Not quite December but already Christmas lights twinkle along Princes Street and the festive tree on the Mound is being buffeted by teasing zephyrs. The Big Wheel spins…
My mother liked writing poetry. This strand travelled down her mother’s side of the family. Frisking family papers as one sometimes does while looking for such essential documents as birth and death certificates (of ancestors) I came across a set of poems by one of Mother’s great-uncles: Truth’s Victory (over ‘slavish superstition’s chain’), Morning Song (where ‘Mankind will reach the loftiest height, victorious o’er these realms of night’), and A Reverie which looks forward to the ‘Spirit world of glad reunion’. Mother’s mother tended to faery.
My mother enjoyed playing with words.
What has all this to do with Christmas? Among her typescripts is a poem written some thirty or more years ago on the more enjoyable side of Christmas shopping. She is travelling back from Glasgow to Troon at the end of the day.

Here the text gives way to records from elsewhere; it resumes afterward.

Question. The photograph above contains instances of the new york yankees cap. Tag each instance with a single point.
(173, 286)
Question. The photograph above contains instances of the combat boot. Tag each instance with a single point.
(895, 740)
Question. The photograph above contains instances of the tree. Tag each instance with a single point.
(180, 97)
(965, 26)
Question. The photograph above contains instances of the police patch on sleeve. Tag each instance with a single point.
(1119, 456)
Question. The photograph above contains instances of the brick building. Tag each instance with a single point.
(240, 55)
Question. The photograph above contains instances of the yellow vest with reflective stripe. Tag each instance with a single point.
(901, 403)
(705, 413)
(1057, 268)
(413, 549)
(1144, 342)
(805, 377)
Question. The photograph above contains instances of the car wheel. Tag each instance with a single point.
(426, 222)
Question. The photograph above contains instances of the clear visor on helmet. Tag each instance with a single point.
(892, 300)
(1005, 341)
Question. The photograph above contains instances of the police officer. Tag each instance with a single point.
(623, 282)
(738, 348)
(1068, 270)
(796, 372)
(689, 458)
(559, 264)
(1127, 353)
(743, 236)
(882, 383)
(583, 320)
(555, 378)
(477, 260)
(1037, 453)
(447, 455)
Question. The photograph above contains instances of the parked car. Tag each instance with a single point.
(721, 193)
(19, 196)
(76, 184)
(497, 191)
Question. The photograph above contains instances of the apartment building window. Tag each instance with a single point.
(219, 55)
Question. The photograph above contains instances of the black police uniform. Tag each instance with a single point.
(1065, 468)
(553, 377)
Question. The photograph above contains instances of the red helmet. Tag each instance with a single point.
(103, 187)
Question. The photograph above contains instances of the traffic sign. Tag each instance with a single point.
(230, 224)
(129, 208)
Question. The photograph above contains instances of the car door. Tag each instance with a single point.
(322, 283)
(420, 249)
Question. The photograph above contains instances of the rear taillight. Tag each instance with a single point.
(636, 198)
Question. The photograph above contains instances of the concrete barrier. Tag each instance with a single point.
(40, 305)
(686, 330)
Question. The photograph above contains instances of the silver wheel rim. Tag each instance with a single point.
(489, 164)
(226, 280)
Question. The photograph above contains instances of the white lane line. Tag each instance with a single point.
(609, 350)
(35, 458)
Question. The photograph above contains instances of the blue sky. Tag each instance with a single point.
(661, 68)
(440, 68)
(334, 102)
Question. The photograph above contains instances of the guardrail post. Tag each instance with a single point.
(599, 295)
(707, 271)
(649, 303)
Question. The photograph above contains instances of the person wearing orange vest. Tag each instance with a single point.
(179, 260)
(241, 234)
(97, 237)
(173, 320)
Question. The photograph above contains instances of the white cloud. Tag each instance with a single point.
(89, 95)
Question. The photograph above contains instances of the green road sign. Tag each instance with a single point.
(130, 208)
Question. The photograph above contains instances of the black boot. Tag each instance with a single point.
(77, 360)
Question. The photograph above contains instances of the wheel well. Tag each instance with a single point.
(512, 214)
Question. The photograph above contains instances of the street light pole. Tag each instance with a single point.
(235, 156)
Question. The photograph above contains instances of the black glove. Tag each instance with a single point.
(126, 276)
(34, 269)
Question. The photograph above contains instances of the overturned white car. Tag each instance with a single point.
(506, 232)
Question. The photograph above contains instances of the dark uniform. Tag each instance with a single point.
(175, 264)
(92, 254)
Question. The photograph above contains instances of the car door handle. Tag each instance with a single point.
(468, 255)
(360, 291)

Nine Shopping Days till Christmas
Dusky train sways
Glinting rails
Flashing lights
As landscape fails.
Evening papers
Opened wide
Hide each
A city gent
Inside,
Or,
Folded small
On rocking knees
The more alert
With
Cross-words tease.
Shoppers
In their parcels
Peep.
Another head
Jerks into sleep
Oh blissful hour
Caught out of life,
No longer
Shopper
Mother
Wife
All undisturbed
I read in peace
My Christmas present
For a niece.
It done,
I quickly seize another
And skim
The present for my brother.
But scarcely is a third begun,
(A Christmas present for my son)
Than all along the railway track
Squares of light
Illume the black.
And there
Inside each lighted square
I see a stay-at-home
Prepare
Each to the taste of her bread-winner
Supper,
High tea
Or high class dinner.
Homely fare, Eggs,
Finnan haddock,
Or wine-drenched
A la Fanny Cradock.
With basket, bags and package
I struggle to my feet,
Reality floods coldly back–
What
Are we
Going
To
Eat?
There’s enough to feed an army
To judge just by my looks.
What did I buy in Glasgow?
Books. Books. Books.
Books.
Books.
The publication of her childhood memories (Tak’ Tent o’ Time: Memories of a Post-Edwardian Edinburgh Childhood) gave my mother a great deal of pleasure. She particularly relished the words which appear on the verso of the title-page ‘The Author asserts the moral right to be identified as the author of this work’. She had planned to publish her poetry next but never got round to it. This poem is also copyright Elaine Mary Wilson.
hadn’t read that one before – certainly brings her back in all her complexity! Do you have lots of her poems? K x
And where’s that carpet!!
I love that poem – so simple and yet as you say Kate so much of her in it. It would have been the steam train. I remember those city gents. Some of them still wore bowler hats.